Wednesday, January 21, 2009

Delaying The Digital TV Cut Over Has Some Consequences

I was going to write a blog entry with the very same argument.  No need to bother - this guy argues the very same thing:




In summary - the very same 700Mhz space that is now being used by many UHF stations that are not getting much play in the day of cable is slated to be used by the next generation of high speed wireless Internet networks.

It is quite ironic that the same people who claim that the USA has fallen behind on technology and broadband access are unwilling to pull the plug on analog TV on February 17th, effectively delaying the transition.


Obama's Broadband Challenge By Kevin Fitchard




Today we have a new president. While it’s probably unseemly to start taking shots at Barack Obama on the day of his inauguration, I believe it’s only fair to point out that our new president is starting his new administration’s broadband policy with a contradiction.

Obama wants to delay the Feb. 17 digital TV transition date in order to buy more time for millions of Americans who don’t yet have the conversion technology necessary to receive digital signals. Cutting off millions of constituents from their primary source of news and entertainment wouldn’t just be politically disastrous; it would be socially unconscionable, considering the majority of the people affected by the analog cutoff are those who can’t afford a fancy new digital TV, cable or satellite service.

But on the other hand, Obama has begun to promote a new broadband policy that emphasizes faster and better data connections to more Americans over a greater variety of platforms. The argument goes that broadband infrastructure is just as vital as the highways, bridges and electrical lines to achieving future prosperity.

The problem is that the 700 MHz spectrum at the center of the DTV transition debate is one of the keys to growth as a broadband nation. The long-term evolution (LTE) and other data networks that go up over those frequencies may not target rural areas, but they do plenty to realize other requirements of a broadband society. First, 4G technologies will be the first truly mobile means of broadband, expanding the narrow pipes currently available over 3G networks while eliminating the mobility barriers between Wi-Fi hotspots. Second, 4G technologies will drive down the cost of wireless broadband, taking advantage of a simplified network architecture and more efficient use of spectrum. 4G won’t revolutionize broadband overnight, but it’s a critical step in building an unfettered broadband lifestyle. For Obama’s new administration, delaying the deployment of these technologies by three months isn’t a good way to kick off its new broadband policy.
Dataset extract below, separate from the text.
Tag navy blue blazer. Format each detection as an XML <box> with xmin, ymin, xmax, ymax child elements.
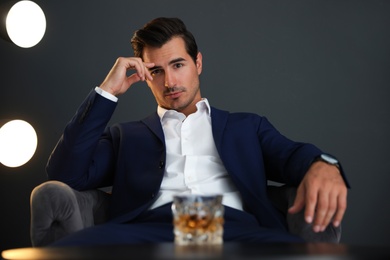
<box><xmin>47</xmin><ymin>90</ymin><xmax>332</xmax><ymax>232</ymax></box>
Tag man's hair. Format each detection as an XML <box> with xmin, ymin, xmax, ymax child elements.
<box><xmin>131</xmin><ymin>17</ymin><xmax>198</xmax><ymax>63</ymax></box>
I realize that there are many factors that could delay deployment of these networks — vendor production delays, access to capital, carriers’ unrealistic timetables — some for far longer than 90 days. A new June 12 deadline probably won’t stop AT&T and Verizon’s LTE networks in their tracks. But Qualcomm has made it very clear it’s set to flip the switch on hundreds of transmitters the day after Feb. 17. After spending years working around broadcasters in hundreds of markets, it has been waiting for the day that channel 55 goes static across the country to finally complete its nationwide MediaFLO network. Now at the 11th hour it’s told it will probably have to wait.

Qualcomm rightly points out that it spent millions of dollars purchasing those licenses and millions more building out its TV networks with the expectation it would have unfettered access to them on a specific date. What’s probably most frustrating is the money to fund the DTV transition, education program and digital converter subsidization program came directly from the proceeds Qualcomm and other 700 MHz winners forked over at auction. The government had the money and it most certainly had the time, but it botched it just the same. It may not be Obama’s administration that did the botching, but he’s inherited the problem, and if he’s not careful he could make a miserable situation even worse. He and Congress probably have no choice but to extend the transition deadline — too many people would be left looking at dead air — but he can’t do it without consequence, nor without concession to the wireless industry. Some restitution needs to be made to Qualcomm and other operators that can prove they had immediate plans for the 700 MHz bands. If no concession is made, then Obama might find his broadband plan harder to implement. Telcos might not be so keen to accept one of Obama’s broadband grants or loans, bid in auction or even support a new initiative if they know the terms could change instantly and arbitrarily.